A War Story, Part 2

I previously wrote about my experience with the city regarding a four-plex I once owned. In light of the recent media hype about “affordable housing,” it is worth revisiting that experience. While the city allegedly seeks to promote more “affordable housing” for low income Houstonians, many of its policies do the exact opposite.

About a year after I purchased the property, the city informed me that I had to obtain an Occupancy Permit. Apparently, the fact that the property was fully occupied when I purchased it was irrelevant. I needed the city’s permission to continue operating the property.
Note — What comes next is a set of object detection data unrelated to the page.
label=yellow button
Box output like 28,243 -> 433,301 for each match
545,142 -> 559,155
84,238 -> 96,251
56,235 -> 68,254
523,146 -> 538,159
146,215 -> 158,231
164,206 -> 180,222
The city conducted a cursory inspection and then demanded that I perform a number of upgrades to the property. The cost of the upgrades was almost 30 percent of the purchase price for the property. This meant that the rents would have to be increased significantly in order to recover the costs. The tenants would have been unable to afford the new rents. (I sold the property a short time later.)

On the one hand, the city regularly whines about a lack of “affordable housing.” On the other hand, they impose costs on landlords that drive up the cost of housing. And for low-income residents, those costs make housing much less affordable.

The tenants of the property had resided there for more than five years. Apparently, they were satisfied with the condition. But the city’s intervention will force them to pay substantially higher rents or find other housing. The only “winner” in the entire experience was the city’s inspection department.

If the city is serious about providing more housing options for low-income residents, it must stop harassing and impeding landlords and developers. It must stop imposing needless costs on the entrepreneurs who are trying to fill a need in the market. Until the city does that, all of its talk about increasing “affordable housing” is worse than pointless; it is hypocritical.